This week Teva Pharmaceutical Industries Ltd. (NYSE: TEVA; TASE: TEVA) announced the resignation of Sigurdur (Siggi) Olafsson, president and CEO of Teva's Global Generic Medicines Group. Olafsson, together with Teva CEO Erez Vigodman, was the moving spirit behind the $38 billion acquisition of Allergan plc's generics division Actavis. The person who had in the past successfully run the acquired company, and who was to have been responsible for the acquisition and the integration of Actavis into Teva, suddenly left.
In my view, this resignation calls for explanation, and my view of the acquisition deal all along has been that the price is too high. Teva's management and its board thought that it was vital even at an inflated price, but look where it has led Teva. From a deal that was supposed to consolidate Teva's position as an independent company, it is liable to turn into a deal that endangers its future.
In the current price environment, and even in that which prevailed at the time the deal was finally approved, Teva would not agree to pay $38 billion for Actavis, especially when most of the consideration is in cash (some $34 billion). The price would not be more than $20-25 billion. The insistence of Teva's management and board on going ahead with the deal at its original value was absurd: Teva bought a company larger in value than itself (at least according to the deal price and Teva's market cap on the date the deal closed), but with much lower sales and much less profitable. The result: Teva now has a market cap of $38 billion, exactly the value of the deal to buy Actavis, and exactly the amount of debt created by the inflated deal, most of it long-term.
Fortunately, the financing for the deal took place in a low interest-rate environment, and Teva managed to obtain especially cheap finance, but might the debt put Teva at risk? Certainly it might, especially if the negative sentiment towards drug companies and the erosion of prices of generic drugs continue.
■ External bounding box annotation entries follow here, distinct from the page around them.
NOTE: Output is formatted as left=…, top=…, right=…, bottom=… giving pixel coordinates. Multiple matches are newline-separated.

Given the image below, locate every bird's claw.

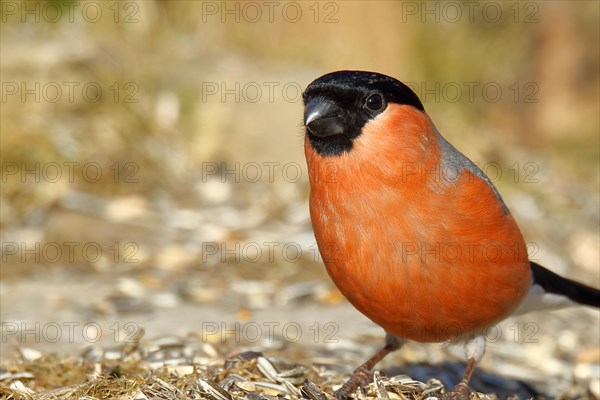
left=333, top=365, right=371, bottom=400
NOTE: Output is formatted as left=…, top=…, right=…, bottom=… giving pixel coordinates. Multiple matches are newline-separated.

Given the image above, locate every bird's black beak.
left=304, top=97, right=344, bottom=137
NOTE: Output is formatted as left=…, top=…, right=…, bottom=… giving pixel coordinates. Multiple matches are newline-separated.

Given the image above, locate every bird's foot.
left=333, top=365, right=371, bottom=400
left=439, top=382, right=469, bottom=400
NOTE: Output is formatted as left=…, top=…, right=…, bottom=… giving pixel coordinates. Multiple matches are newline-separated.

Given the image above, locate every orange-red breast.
left=304, top=71, right=600, bottom=397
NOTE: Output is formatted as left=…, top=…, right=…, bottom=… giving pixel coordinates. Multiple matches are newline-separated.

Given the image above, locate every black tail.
left=530, top=261, right=600, bottom=308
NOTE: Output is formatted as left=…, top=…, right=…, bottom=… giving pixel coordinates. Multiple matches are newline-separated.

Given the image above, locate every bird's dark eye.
left=365, top=93, right=385, bottom=111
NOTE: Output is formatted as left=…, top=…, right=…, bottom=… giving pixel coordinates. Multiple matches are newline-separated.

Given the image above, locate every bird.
left=302, top=70, right=600, bottom=399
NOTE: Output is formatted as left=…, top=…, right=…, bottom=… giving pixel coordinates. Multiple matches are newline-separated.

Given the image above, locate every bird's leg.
left=334, top=333, right=406, bottom=400
left=441, top=336, right=485, bottom=400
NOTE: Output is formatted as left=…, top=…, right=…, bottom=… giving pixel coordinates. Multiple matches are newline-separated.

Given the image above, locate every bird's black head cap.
left=303, top=71, right=425, bottom=156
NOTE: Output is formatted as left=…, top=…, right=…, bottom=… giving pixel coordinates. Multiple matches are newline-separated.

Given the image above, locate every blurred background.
left=0, top=1, right=600, bottom=396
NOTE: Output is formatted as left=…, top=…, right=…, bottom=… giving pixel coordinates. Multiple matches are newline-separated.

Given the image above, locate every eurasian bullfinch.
left=303, top=71, right=600, bottom=398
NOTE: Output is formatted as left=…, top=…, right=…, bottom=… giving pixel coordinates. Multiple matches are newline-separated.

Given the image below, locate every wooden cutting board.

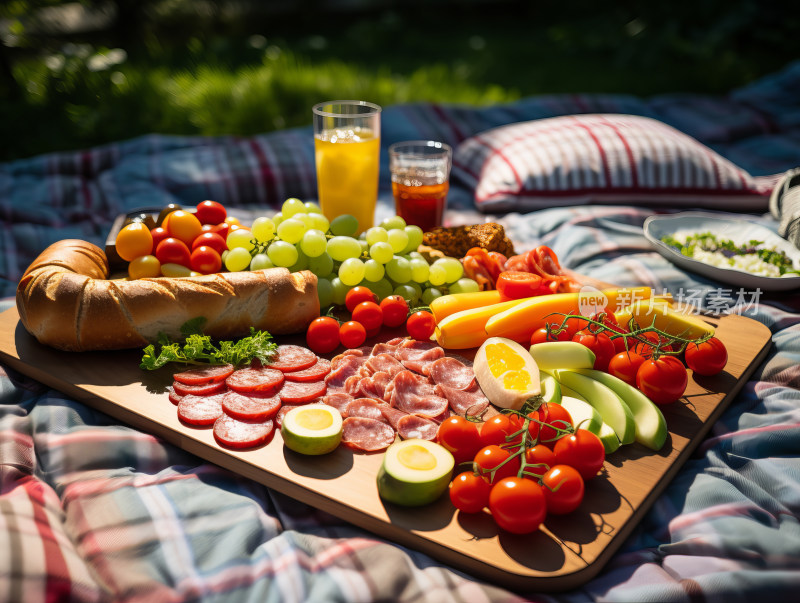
left=0, top=308, right=771, bottom=591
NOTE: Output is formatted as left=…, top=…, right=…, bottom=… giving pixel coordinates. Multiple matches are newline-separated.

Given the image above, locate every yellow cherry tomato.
left=114, top=222, right=153, bottom=262
left=128, top=255, right=161, bottom=280
left=167, top=209, right=203, bottom=249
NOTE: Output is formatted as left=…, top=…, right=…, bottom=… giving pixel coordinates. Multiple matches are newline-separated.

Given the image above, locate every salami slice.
left=345, top=398, right=389, bottom=423
left=283, top=358, right=331, bottom=382
left=278, top=381, right=328, bottom=404
left=397, top=415, right=439, bottom=441
left=172, top=364, right=233, bottom=385
left=178, top=394, right=225, bottom=426
left=172, top=381, right=228, bottom=396
left=222, top=391, right=281, bottom=421
left=429, top=356, right=475, bottom=390
left=225, top=367, right=283, bottom=395
left=214, top=414, right=275, bottom=448
left=267, top=345, right=317, bottom=372
left=342, top=417, right=395, bottom=452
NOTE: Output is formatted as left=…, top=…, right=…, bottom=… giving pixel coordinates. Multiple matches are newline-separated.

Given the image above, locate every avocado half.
left=378, top=438, right=455, bottom=507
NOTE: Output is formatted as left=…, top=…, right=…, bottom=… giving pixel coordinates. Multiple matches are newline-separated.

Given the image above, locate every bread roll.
left=17, top=239, right=319, bottom=351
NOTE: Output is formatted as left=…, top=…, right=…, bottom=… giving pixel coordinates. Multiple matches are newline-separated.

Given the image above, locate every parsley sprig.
left=139, top=318, right=278, bottom=371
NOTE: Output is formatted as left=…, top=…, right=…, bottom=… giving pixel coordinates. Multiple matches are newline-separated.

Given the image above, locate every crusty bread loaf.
left=17, top=239, right=319, bottom=351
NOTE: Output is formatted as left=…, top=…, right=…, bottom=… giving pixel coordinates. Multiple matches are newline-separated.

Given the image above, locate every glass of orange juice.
left=312, top=100, right=381, bottom=234
left=389, top=140, right=453, bottom=232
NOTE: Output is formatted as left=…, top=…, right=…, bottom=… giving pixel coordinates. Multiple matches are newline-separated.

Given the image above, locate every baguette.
left=16, top=239, right=319, bottom=351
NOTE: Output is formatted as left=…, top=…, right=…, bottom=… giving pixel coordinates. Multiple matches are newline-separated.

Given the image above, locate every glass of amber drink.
left=389, top=140, right=453, bottom=231
left=312, top=100, right=381, bottom=234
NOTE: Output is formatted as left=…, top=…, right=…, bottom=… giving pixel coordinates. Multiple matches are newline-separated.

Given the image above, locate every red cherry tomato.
left=381, top=295, right=408, bottom=327
left=528, top=402, right=572, bottom=448
left=542, top=465, right=585, bottom=515
left=339, top=320, right=367, bottom=348
left=489, top=477, right=547, bottom=534
left=189, top=245, right=222, bottom=274
left=450, top=471, right=492, bottom=513
left=436, top=415, right=482, bottom=465
left=156, top=237, right=192, bottom=268
left=306, top=316, right=339, bottom=354
left=685, top=337, right=728, bottom=376
left=636, top=356, right=689, bottom=404
left=406, top=310, right=436, bottom=341
left=192, top=232, right=228, bottom=255
left=525, top=438, right=552, bottom=477
left=150, top=226, right=169, bottom=249
left=195, top=201, right=228, bottom=224
left=495, top=270, right=552, bottom=301
left=474, top=444, right=520, bottom=484
left=608, top=352, right=644, bottom=387
left=344, top=285, right=378, bottom=312
left=572, top=329, right=616, bottom=371
left=480, top=414, right=523, bottom=446
left=553, top=429, right=606, bottom=481
left=352, top=301, right=383, bottom=333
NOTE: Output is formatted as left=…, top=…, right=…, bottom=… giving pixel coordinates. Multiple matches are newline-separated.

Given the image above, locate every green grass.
left=0, top=1, right=798, bottom=161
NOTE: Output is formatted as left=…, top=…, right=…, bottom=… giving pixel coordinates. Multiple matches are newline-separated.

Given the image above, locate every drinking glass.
left=312, top=100, right=381, bottom=234
left=389, top=140, right=453, bottom=231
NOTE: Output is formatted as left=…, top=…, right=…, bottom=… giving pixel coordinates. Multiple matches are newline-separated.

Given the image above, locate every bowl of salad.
left=644, top=212, right=800, bottom=291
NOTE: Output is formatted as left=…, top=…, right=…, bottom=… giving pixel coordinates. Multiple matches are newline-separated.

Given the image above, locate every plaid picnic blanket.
left=0, top=63, right=800, bottom=603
It seems to me, given the history of Teva and of similar corporations, that the standing of CEO Erez Vigodman has become very shaky. That is quite natural: unless the share price, which has plunged by more than 50% from its peak, recovers, and unless Teva manages to realize the potential that it promised the deal held, and if any risk whatsoever arises to repayment of the massive debt, the shareholders will start to press, and Vigodman will be liable to pay the price.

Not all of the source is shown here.